COS 26-9
Using remote sensing and field data to assess forest condition and conservation strategy effectiveness in a large multi-owner landscape in northern Minnesota
Northern Great Lakes forests have become significantly more homogeneous due to Euro-American settlement era land use changes; and in the future will be under increasing stress due to climate change, insects and diseases, development, and other stressors. Land management agencies and conservation organizations have developed landscape scale strategies to restore compositional and structural diversity to help sustain forest ecosystem services such as biodiversity, carbon storage, wood products, and water quality. Adaptive management is a key component of these strategies, requiring knowledge of forest change and the effectiveness of management actions. Using field and remotely sensed data, we monitored changes in forest condition over a 20 year period in the 42,000 ha Manitou Forest landscape in northeastern Minnesota. We used multi-temporal remote sensing data to assess landscape-scale changes in disturbance rates, spatial patterns, cover type, and age structure. With field data, we used a chronosequence approach to assess management effects over time on finer scale characteristics such as tree regeneration, dead wood, and vertical structure.

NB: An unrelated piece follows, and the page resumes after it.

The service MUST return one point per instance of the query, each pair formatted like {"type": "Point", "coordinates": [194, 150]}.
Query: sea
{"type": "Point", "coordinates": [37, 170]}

By coupling remotely-sensed and field data, we are better able to assess changes and adapt conservation management strategies.
Results/Conclusions
At the landscape scale, severe disturbance (> 50% canopy removal) rate peaked in the year 2000 at 1.21%/year and then declined to 0.50%/year by 2011. Severe disturbances here are primarily even-age timber harvest. As disturbance rate declined, key landscape structure indicators shifted towards desired future conditions as mean patch size, relative contagion and the proportion of forest in later successional growth stages all increased from year 2000 levels. Finer scale data show that past management along with stressors such as deer herbivory have led to regeneration failure of key species (Pinus strobus, Thuja occidentalis). Results also showed a legacy of simplified structure in young and mature growth stages. Much of the mature forest transitioning into later-successional growth stages lacks the long-lived species and structural characteristics needed to develop late-successional conditions. These landscape monitoring results have led to increased efforts to regenerate key species, improve structural complexity in young and mature forests, and identify and manage high quality mature forest patches.